Mon Dec 4th through Sat the 9th, 2017 at Long Beach Convention Center
I think overall the idea maybe nice but it is rather unclear why this should work. I think the paper is rather preliminary both in understanding its own idea and putting it into literature and math context. Moreover the experiments show that something is learned but not whether it is the thing promised. There are some interesting similarities to hmms mrfs and mixture of experts. All of them have at least some convergence proofs etc. the new idea not. It is unclear whether ultimately the right structure or one closeby or very far off is inferred...
In that sense the experiments are only a first step to convincing me.
This paper introduces a neural architecture for sequential tasks where connections between stacked modules are learned during the model training.
The approach presented can contribute to the import goal of learning model architectures from the data. The examples presented show convincingly that indeed non-trivial connectivity patterns can be learned.
The rebuttal has addressed my concerns very well. I would upgrade my score from 6 to 7.

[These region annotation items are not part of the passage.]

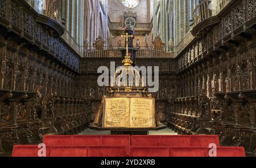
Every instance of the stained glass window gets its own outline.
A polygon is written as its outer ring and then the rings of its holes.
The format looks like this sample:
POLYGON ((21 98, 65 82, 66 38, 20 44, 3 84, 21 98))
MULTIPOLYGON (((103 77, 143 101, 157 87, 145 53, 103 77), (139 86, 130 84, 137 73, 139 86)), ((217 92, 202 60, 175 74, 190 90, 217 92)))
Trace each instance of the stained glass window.
POLYGON ((122 0, 123 5, 129 8, 137 7, 139 3, 139 0, 122 0))

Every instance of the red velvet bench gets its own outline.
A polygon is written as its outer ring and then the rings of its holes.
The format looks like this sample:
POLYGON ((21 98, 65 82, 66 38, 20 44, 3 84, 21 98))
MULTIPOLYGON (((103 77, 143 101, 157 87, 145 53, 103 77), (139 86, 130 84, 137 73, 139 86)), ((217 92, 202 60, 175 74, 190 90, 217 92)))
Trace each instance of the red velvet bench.
POLYGON ((133 147, 209 147, 214 143, 220 147, 218 135, 134 135, 133 147))
MULTIPOLYGON (((12 157, 39 157, 38 145, 20 145, 13 147, 12 157)), ((49 156, 49 148, 46 147, 46 156, 49 156)))
POLYGON ((130 135, 46 135, 47 146, 86 147, 98 145, 126 146, 130 145, 130 135))

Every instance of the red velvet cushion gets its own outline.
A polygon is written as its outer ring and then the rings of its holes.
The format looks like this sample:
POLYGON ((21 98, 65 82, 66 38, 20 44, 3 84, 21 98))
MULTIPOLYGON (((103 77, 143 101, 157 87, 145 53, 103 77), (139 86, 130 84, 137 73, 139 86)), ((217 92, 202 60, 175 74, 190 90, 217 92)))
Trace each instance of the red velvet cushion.
POLYGON ((218 135, 191 135, 190 147, 208 148, 210 144, 214 143, 220 147, 218 135))
POLYGON ((101 144, 100 135, 73 135, 73 146, 86 147, 100 145, 101 144))
POLYGON ((130 157, 169 157, 169 148, 159 147, 131 147, 130 157))
POLYGON ((86 147, 51 147, 50 157, 86 156, 86 147))
POLYGON ((88 157, 127 157, 127 147, 89 147, 88 157))
POLYGON ((246 154, 243 147, 218 147, 217 157, 246 157, 246 154))
POLYGON ((102 135, 102 143, 104 145, 119 145, 129 147, 131 144, 130 135, 102 135))
POLYGON ((207 157, 207 148, 171 148, 171 157, 207 157))
POLYGON ((72 146, 72 135, 45 135, 43 142, 47 146, 72 146))
MULTIPOLYGON (((46 156, 49 156, 49 150, 46 148, 46 156)), ((39 157, 40 149, 38 145, 14 145, 13 149, 13 157, 39 157)))
POLYGON ((133 147, 174 147, 189 146, 189 135, 134 135, 131 136, 133 147))

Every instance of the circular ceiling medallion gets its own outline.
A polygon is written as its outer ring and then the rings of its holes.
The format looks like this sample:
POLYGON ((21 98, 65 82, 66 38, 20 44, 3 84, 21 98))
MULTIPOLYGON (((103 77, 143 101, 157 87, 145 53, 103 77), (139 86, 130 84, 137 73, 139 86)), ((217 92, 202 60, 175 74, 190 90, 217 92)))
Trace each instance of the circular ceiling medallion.
POLYGON ((122 3, 127 7, 134 8, 139 5, 139 0, 122 0, 122 3))

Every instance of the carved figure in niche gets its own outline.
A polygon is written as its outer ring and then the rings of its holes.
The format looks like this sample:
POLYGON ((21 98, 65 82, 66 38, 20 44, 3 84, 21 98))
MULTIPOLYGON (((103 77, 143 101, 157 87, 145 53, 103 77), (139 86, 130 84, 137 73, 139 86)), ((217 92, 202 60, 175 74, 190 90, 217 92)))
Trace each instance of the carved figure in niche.
POLYGON ((146 34, 145 35, 145 44, 146 44, 146 47, 148 47, 148 35, 147 34, 146 34))
POLYGON ((113 36, 112 35, 110 35, 109 37, 109 47, 112 48, 113 46, 113 41, 115 37, 113 36))
POLYGON ((89 38, 87 38, 84 42, 84 47, 85 49, 88 49, 89 47, 89 38))
POLYGON ((122 47, 122 41, 119 40, 118 42, 117 42, 117 45, 118 47, 121 48, 122 47))
POLYGON ((236 76, 234 77, 234 84, 233 84, 234 85, 233 85, 233 91, 238 91, 239 80, 240 79, 240 76, 241 76, 241 68, 240 68, 240 66, 239 66, 238 64, 237 67, 237 74, 236 75, 236 76))
POLYGON ((162 41, 161 38, 159 36, 155 37, 155 40, 152 42, 155 47, 155 50, 163 51, 164 43, 162 41))
POLYGON ((223 74, 222 72, 220 73, 220 77, 218 79, 218 92, 222 93, 223 92, 223 85, 222 85, 222 81, 223 81, 223 74))
POLYGON ((90 97, 91 98, 95 98, 95 89, 93 87, 90 88, 90 97))
POLYGON ((199 98, 199 115, 201 118, 208 118, 209 105, 207 101, 203 97, 199 98))
POLYGON ((139 42, 139 39, 136 40, 136 47, 137 48, 141 47, 141 42, 139 42))
POLYGON ((212 80, 212 91, 213 95, 216 93, 216 90, 217 90, 217 75, 214 74, 213 75, 212 80))
POLYGON ((249 59, 247 61, 247 64, 248 64, 248 72, 249 72, 249 87, 250 87, 250 89, 253 89, 253 63, 250 61, 249 59))
POLYGON ((229 77, 226 77, 226 79, 225 80, 225 83, 226 84, 226 92, 229 92, 230 91, 230 82, 229 82, 229 77))
POLYGON ((169 41, 168 41, 168 47, 169 48, 170 52, 174 51, 174 41, 170 38, 169 41))
POLYGON ((99 36, 95 41, 95 42, 93 43, 93 46, 97 50, 102 50, 103 47, 104 46, 104 40, 103 40, 102 37, 99 36))
POLYGON ((210 97, 210 75, 209 75, 209 74, 207 74, 207 95, 208 97, 210 97))
POLYGON ((248 69, 246 65, 244 65, 242 68, 242 90, 246 91, 249 88, 249 74, 248 69))
POLYGON ((243 103, 243 105, 241 106, 240 112, 241 120, 247 122, 250 122, 250 110, 248 103, 243 103))
POLYGON ((214 120, 222 120, 224 119, 224 105, 221 100, 214 97, 210 100, 212 117, 214 120))

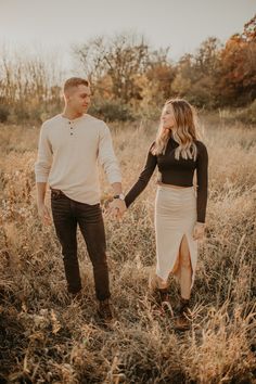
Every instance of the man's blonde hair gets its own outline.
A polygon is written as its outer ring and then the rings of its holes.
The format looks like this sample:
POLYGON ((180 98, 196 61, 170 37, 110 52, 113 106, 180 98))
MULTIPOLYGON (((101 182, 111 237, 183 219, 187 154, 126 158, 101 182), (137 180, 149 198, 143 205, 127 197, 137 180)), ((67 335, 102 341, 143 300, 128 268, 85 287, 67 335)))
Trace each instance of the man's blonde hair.
POLYGON ((71 77, 64 82, 63 91, 65 93, 71 88, 78 87, 78 86, 90 87, 90 82, 87 79, 84 79, 81 77, 71 77))

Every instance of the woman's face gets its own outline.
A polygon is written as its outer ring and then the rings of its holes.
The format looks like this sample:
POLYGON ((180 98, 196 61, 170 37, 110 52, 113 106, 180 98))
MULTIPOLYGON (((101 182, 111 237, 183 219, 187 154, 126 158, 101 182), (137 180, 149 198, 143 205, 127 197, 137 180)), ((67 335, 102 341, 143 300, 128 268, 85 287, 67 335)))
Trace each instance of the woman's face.
POLYGON ((175 116, 171 104, 164 106, 161 115, 161 121, 164 129, 171 130, 175 126, 175 116))

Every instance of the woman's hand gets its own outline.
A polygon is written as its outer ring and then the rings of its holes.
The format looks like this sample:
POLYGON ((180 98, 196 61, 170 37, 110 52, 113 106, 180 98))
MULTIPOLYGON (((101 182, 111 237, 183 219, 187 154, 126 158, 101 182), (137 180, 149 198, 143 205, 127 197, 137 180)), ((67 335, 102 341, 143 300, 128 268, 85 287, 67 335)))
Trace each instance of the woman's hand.
POLYGON ((204 238, 205 222, 196 222, 193 230, 193 239, 202 240, 204 238))

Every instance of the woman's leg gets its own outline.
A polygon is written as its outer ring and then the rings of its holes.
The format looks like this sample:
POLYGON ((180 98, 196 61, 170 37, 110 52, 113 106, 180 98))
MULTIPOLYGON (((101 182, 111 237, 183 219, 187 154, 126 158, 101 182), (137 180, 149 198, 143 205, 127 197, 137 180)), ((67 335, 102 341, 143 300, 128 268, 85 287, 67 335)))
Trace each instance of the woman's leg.
POLYGON ((180 243, 180 291, 181 297, 189 299, 192 282, 192 266, 190 258, 190 248, 187 236, 183 235, 180 243))

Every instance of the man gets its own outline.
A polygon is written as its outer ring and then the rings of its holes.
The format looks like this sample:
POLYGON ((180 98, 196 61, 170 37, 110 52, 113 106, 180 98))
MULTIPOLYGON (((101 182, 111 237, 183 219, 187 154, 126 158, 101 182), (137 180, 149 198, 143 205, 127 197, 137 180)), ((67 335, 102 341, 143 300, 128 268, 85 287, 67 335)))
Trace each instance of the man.
POLYGON ((87 110, 91 101, 90 85, 73 77, 64 84, 65 107, 41 127, 38 158, 35 164, 38 213, 43 223, 51 222, 44 204, 47 182, 51 189, 51 208, 55 232, 62 245, 67 290, 79 296, 81 281, 77 259, 77 226, 87 244, 93 266, 98 313, 112 319, 110 282, 105 254, 105 231, 100 207, 98 161, 113 187, 112 214, 124 214, 126 205, 121 176, 110 129, 87 110))

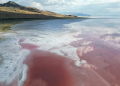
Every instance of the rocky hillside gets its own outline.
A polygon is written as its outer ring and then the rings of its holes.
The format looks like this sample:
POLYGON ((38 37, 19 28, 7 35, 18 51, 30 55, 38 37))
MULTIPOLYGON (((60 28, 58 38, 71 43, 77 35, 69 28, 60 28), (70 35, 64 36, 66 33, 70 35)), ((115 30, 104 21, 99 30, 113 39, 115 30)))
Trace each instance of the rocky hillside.
POLYGON ((73 15, 61 15, 50 11, 43 11, 33 7, 21 6, 9 1, 0 4, 0 18, 74 18, 73 15))

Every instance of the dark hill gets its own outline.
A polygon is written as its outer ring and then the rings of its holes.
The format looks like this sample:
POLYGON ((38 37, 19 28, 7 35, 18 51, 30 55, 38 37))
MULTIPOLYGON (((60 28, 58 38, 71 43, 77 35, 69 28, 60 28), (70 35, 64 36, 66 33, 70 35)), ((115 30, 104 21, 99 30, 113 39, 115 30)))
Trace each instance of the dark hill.
POLYGON ((0 18, 77 18, 73 15, 62 15, 55 12, 43 11, 33 7, 21 6, 9 1, 0 4, 0 18))

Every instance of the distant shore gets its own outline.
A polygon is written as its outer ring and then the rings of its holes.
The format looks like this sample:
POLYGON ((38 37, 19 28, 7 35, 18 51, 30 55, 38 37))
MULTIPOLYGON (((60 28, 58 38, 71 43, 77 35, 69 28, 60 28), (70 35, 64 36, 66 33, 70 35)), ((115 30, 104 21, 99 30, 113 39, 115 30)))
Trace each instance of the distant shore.
MULTIPOLYGON (((50 18, 48 18, 50 19, 50 18)), ((88 19, 88 17, 74 17, 74 18, 51 18, 51 19, 88 19)), ((3 18, 0 19, 0 32, 6 32, 11 30, 11 25, 19 24, 23 21, 31 21, 31 20, 47 20, 41 18, 3 18)))

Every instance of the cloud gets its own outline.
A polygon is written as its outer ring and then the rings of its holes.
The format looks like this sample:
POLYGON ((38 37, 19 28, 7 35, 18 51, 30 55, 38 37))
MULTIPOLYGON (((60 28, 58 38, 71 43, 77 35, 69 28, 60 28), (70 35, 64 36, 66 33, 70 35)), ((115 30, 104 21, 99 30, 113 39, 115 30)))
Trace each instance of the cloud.
POLYGON ((28 7, 35 7, 35 8, 41 9, 41 10, 43 9, 43 6, 34 0, 29 0, 29 1, 19 0, 19 1, 17 1, 17 3, 24 5, 24 6, 28 6, 28 7))
MULTIPOLYGON (((10 1, 10 0, 0 0, 0 3, 6 3, 6 2, 8 2, 8 1, 10 1)), ((11 0, 12 1, 12 0, 11 0)))

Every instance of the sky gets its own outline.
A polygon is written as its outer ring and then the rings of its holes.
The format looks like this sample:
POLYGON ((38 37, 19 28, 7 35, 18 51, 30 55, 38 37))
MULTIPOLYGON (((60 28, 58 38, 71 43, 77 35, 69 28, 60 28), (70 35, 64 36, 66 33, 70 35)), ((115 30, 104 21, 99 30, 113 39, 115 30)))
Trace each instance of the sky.
MULTIPOLYGON (((6 3, 9 0, 0 0, 6 3)), ((57 13, 74 12, 94 16, 120 16, 120 0, 11 0, 20 5, 57 13)))

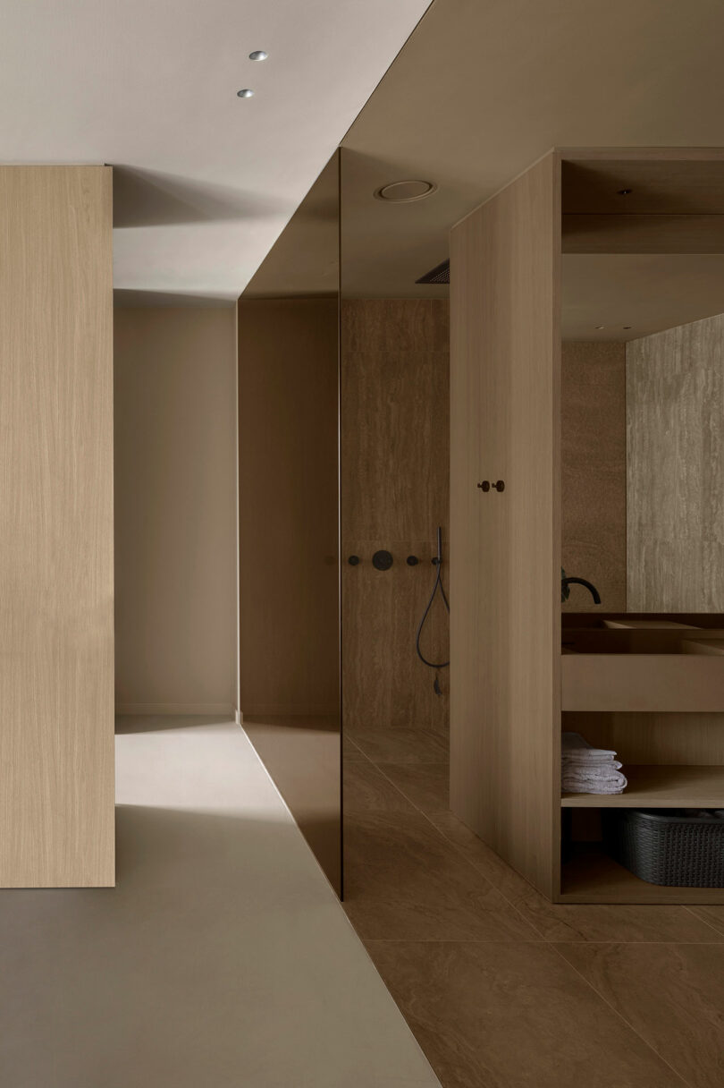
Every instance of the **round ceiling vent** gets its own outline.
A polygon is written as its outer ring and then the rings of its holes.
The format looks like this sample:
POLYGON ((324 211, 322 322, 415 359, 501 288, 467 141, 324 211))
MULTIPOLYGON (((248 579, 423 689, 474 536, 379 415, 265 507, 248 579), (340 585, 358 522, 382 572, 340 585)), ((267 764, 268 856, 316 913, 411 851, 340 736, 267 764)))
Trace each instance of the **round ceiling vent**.
POLYGON ((437 189, 434 182, 390 182, 375 190, 377 200, 389 200, 390 203, 410 203, 412 200, 424 200, 437 189))

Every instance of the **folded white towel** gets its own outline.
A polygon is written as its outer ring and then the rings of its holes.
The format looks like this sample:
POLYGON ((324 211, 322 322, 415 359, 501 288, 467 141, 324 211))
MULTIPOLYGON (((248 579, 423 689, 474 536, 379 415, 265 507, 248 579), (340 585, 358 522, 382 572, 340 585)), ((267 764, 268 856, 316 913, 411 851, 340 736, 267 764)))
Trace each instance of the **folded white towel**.
POLYGON ((561 751, 567 759, 613 759, 615 756, 611 749, 595 749, 581 733, 563 733, 561 751))
POLYGON ((610 749, 592 747, 581 733, 564 732, 561 786, 566 793, 623 793, 628 786, 622 764, 610 749))
POLYGON ((614 793, 623 793, 627 786, 628 780, 625 775, 610 781, 591 781, 579 778, 563 778, 561 780, 561 789, 565 793, 591 793, 610 796, 614 793))

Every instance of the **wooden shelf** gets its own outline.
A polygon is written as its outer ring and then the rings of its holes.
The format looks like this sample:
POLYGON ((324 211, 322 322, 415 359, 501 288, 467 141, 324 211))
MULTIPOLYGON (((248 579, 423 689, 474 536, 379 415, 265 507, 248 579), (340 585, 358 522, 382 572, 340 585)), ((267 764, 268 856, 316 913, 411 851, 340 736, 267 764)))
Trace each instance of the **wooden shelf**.
POLYGON ((663 888, 639 880, 597 845, 561 870, 560 903, 724 903, 724 888, 663 888))
POLYGON ((624 766, 623 793, 564 793, 563 808, 724 808, 724 767, 624 766))

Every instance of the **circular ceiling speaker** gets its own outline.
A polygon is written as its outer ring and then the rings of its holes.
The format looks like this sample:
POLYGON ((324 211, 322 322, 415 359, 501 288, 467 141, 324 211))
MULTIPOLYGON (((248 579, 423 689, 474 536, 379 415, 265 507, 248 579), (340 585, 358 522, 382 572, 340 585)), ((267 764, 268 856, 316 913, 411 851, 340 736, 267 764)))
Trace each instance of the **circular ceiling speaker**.
POLYGON ((437 190, 435 182, 390 182, 375 190, 377 200, 389 200, 390 203, 411 203, 413 200, 424 200, 437 190))

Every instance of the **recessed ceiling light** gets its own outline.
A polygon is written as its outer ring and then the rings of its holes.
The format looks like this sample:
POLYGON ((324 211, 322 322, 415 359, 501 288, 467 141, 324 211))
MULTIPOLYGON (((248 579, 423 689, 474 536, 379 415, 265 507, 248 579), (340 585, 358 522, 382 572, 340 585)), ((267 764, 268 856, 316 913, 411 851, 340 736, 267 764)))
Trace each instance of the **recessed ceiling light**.
POLYGON ((410 203, 412 200, 424 200, 437 190, 435 182, 390 182, 375 189, 377 200, 389 200, 391 203, 410 203))

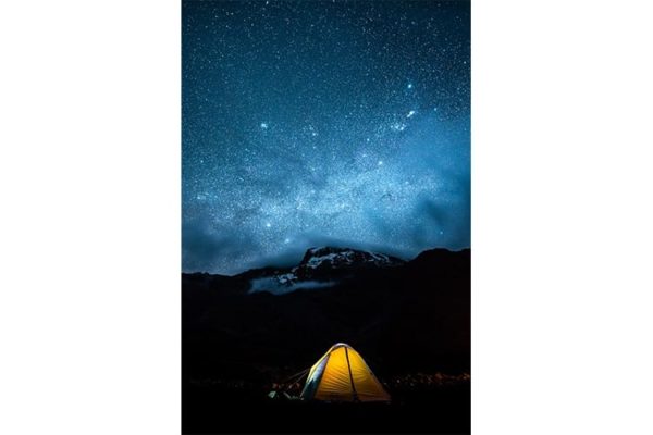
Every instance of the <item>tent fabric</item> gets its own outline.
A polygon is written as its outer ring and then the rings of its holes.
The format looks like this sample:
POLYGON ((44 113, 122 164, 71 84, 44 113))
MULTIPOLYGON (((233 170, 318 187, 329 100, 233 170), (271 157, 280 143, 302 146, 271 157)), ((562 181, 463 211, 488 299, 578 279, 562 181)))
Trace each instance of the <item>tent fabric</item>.
POLYGON ((308 373, 304 399, 324 401, 390 401, 390 395, 360 353, 338 343, 308 373))

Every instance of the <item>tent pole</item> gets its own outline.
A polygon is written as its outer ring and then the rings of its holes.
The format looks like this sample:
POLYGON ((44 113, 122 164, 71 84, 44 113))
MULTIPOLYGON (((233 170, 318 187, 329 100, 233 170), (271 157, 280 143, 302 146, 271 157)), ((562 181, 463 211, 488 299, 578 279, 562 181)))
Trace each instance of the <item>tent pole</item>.
POLYGON ((358 394, 356 393, 356 386, 354 385, 354 376, 352 375, 352 364, 349 364, 349 352, 345 347, 345 358, 347 358, 347 368, 349 369, 349 381, 352 382, 352 393, 354 401, 358 401, 358 394))

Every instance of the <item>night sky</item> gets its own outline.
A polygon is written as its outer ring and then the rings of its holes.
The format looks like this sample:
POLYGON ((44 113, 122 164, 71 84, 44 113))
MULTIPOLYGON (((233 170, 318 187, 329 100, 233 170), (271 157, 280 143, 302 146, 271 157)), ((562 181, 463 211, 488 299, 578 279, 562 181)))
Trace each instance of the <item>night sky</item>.
POLYGON ((466 1, 184 1, 182 268, 470 244, 466 1))

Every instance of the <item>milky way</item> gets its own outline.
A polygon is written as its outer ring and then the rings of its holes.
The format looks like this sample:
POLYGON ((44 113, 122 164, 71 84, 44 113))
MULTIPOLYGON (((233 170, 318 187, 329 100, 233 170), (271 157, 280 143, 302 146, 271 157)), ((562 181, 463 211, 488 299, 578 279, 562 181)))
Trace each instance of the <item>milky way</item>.
POLYGON ((468 247, 469 3, 185 1, 184 271, 468 247))

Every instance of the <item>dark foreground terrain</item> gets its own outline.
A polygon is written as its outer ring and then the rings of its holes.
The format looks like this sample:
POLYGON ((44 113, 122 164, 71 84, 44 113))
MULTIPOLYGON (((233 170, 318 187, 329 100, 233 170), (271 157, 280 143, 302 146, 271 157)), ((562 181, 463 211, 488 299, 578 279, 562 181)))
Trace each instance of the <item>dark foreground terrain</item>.
POLYGON ((322 248, 293 269, 184 274, 183 432, 468 433, 469 266, 469 250, 403 262, 322 248), (288 398, 338 341, 392 403, 288 398))

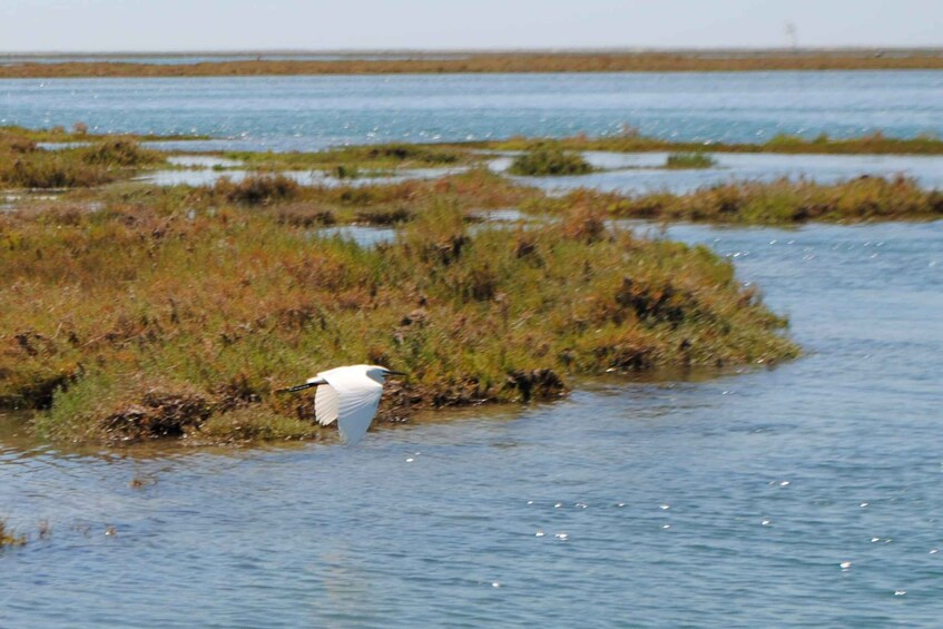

This paper proposes a new gated recurrent model, which employs a routing center to summarize the information from multi modules around it in each time step. The model is expected to learn to route information flow hierarchically.
The paper is not written very clearly.
The idea is novel.
1. The idea inspired by the thalamus is novel.
1. The experiments on image datasets (MNIST and CIFAR) are not not convincing. Why not try the real-world sequence (time series) data set?
2. How about the comparison with the LSTM? LSTM also has a cell which somewhat serves like a routing center between different time steps.
3. In the experiment on MNIST (section 3.1), how many modules are used in the model in each time step? It seems there is only one module and cannot demonstrate the effectiveness of routing center.
The paper introduces a modular architecture that has a central routing module and other in/out modules, akin to the role of thalamus/neocortex regions in the brain. Initial experiments show promises.
I like the idea of the paper, which was nicely written. Some module details are missing (the read function r, merging function m and the module function f), possibly because the space limitation, but it would be very useful to have in a supplement.
The main cons are (i) the experiments are not super-strong; (ii) the search for the best module/routing functions is quite preliminary. However I believe that the direction is fruitful and worth exploring further.
In related work, there is a contemporary architecture with similar intention (although the specific targets were different, i.e., multi-X learning, where X = instance, view, task, label): "On Size Fit Many: Column Bundle for Multi-X Learning", Trang Pham, Truyen Tran, Svetha Venkatesh. arXiv preprint arXiv: 1702.07021.